• Blood Coagul. Fibrinolysis · Jul 2012

    Case Reports

    A surgical case of cerebral hemorrhage in a patient with factor XI deficiency.

    • Yukihiro Goto, Ichita Taniyama, Toshihiko Ebisu, and Katsuyoshi Mineura.
    • Department of Neurosurgery, Nantan General Hospital, Nantan-city, Kyoto, Japan. yoursongmysong@hotmail.com
    • Blood Coagul. Fibrinolysis. 2012 Jul 1; 23 (5): 456-8.
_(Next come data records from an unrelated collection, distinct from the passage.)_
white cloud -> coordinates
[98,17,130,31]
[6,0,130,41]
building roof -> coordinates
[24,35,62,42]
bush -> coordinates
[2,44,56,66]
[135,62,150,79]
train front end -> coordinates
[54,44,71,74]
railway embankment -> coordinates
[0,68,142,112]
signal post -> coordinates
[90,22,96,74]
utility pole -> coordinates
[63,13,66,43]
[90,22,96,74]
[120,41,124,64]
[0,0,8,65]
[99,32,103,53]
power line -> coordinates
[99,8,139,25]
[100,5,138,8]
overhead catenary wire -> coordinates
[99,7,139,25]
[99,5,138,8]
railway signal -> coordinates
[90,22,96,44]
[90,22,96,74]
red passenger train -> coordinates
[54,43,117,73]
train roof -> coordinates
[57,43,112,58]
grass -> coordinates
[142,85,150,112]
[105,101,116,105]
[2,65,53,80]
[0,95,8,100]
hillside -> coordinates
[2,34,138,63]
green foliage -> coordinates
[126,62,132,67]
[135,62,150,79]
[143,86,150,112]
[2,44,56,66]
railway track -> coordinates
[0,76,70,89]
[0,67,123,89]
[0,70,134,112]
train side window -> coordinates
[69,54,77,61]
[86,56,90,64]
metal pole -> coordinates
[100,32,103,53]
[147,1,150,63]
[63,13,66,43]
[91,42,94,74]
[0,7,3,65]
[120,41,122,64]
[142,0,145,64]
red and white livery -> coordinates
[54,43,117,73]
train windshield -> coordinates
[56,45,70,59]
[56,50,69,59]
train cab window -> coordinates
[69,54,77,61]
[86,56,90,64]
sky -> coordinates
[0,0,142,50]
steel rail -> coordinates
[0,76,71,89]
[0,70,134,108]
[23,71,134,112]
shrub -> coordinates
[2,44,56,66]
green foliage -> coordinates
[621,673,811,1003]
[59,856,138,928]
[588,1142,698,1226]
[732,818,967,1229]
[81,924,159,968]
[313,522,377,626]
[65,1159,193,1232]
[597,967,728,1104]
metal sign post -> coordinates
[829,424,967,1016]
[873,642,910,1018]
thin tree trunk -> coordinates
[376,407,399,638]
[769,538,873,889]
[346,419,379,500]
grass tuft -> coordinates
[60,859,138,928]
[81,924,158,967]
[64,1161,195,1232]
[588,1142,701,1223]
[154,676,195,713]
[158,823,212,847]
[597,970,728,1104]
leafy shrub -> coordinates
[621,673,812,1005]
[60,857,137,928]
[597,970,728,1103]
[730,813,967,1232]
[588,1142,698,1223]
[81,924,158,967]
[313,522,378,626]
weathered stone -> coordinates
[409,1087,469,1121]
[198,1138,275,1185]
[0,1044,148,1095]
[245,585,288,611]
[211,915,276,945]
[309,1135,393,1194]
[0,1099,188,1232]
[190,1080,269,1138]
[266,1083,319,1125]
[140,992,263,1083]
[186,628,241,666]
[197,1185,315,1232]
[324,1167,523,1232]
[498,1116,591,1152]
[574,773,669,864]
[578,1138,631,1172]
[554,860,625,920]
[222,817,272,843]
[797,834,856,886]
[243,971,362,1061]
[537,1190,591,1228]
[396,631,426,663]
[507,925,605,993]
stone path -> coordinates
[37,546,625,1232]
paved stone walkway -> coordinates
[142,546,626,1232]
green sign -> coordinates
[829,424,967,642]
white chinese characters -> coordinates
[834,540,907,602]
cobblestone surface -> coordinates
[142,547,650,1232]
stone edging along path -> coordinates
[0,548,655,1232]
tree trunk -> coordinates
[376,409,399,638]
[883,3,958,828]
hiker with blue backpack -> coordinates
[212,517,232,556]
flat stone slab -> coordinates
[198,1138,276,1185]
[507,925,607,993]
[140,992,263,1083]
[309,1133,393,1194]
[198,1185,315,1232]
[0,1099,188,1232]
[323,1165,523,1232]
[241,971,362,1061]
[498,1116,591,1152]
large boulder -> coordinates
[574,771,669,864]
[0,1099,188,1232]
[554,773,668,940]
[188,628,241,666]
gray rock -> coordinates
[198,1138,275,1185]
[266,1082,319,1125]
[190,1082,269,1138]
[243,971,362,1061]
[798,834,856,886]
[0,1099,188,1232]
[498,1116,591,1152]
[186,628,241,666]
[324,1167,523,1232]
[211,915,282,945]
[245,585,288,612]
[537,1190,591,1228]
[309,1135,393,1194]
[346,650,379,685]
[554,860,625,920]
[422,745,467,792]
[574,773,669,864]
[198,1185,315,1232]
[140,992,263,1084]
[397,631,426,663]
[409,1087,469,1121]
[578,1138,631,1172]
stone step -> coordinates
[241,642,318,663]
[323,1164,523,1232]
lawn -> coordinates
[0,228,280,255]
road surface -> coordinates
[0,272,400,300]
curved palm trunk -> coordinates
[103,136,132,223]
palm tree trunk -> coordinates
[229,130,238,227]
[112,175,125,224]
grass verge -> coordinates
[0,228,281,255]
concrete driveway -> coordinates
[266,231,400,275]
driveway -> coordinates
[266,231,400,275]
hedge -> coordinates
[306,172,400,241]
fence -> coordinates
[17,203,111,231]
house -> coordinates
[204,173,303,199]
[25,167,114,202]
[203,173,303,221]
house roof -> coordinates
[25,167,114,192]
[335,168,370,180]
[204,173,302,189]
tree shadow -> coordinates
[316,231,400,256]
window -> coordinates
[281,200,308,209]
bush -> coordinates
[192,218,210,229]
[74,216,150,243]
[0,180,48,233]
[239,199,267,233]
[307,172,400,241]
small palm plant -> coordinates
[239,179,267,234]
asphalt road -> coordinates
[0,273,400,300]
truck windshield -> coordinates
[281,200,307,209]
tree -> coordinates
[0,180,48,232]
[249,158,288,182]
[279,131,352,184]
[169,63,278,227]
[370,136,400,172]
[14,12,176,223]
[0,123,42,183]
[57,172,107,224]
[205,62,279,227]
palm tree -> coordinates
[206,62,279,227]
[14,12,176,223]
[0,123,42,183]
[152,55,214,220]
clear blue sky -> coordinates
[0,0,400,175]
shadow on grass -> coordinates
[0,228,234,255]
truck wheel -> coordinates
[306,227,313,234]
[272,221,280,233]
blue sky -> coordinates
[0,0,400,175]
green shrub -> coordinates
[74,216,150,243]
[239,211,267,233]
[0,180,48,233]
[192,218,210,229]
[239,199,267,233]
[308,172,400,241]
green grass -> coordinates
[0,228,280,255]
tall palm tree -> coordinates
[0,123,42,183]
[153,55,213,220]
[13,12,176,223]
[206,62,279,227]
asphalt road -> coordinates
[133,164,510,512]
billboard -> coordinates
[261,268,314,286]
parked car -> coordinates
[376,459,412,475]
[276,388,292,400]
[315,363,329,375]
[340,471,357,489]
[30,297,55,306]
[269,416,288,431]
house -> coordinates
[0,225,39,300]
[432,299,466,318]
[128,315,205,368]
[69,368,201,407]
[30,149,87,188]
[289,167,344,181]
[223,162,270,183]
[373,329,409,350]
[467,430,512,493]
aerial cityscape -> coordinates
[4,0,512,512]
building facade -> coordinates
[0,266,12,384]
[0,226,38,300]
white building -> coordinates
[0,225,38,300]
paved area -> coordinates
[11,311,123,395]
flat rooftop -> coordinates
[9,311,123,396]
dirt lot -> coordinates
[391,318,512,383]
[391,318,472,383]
    AbstractA 63-year-old man suddenly presented with right hemiplegia and was taken to our hospital. Computed tomography (CT) scan revealed subcortical hemorrhage of the left parietal lobe. He had no medical history except hypertension; thus, it initially appeared to be a typical hypertensive hemorrhage. However, blood analysis showed an abnormally elevated activated partial thromboplastin time. One hour after admission, his Glasgow Coma Scale fell from 14 to 11. We performed an echo-guided stereotaxic removal of the hematoma. He improved immediately and was diagnosed with congenital factor XI (FXI) deficiency a few days after surgery. FXI deficiency, described as hemophilic syndrome C, rarely manifests as spontaneous bleeding, but surgical intervention has been known to manifest as bleeding. This case highlights the importance of evaluation of coagulopathies in patients with intracerebral hemorrhage before surgery, and, in cases wherein blood analysis results suggest coexisting coagulation disorders, less invasive surgical methods would likely lead to good outcomes.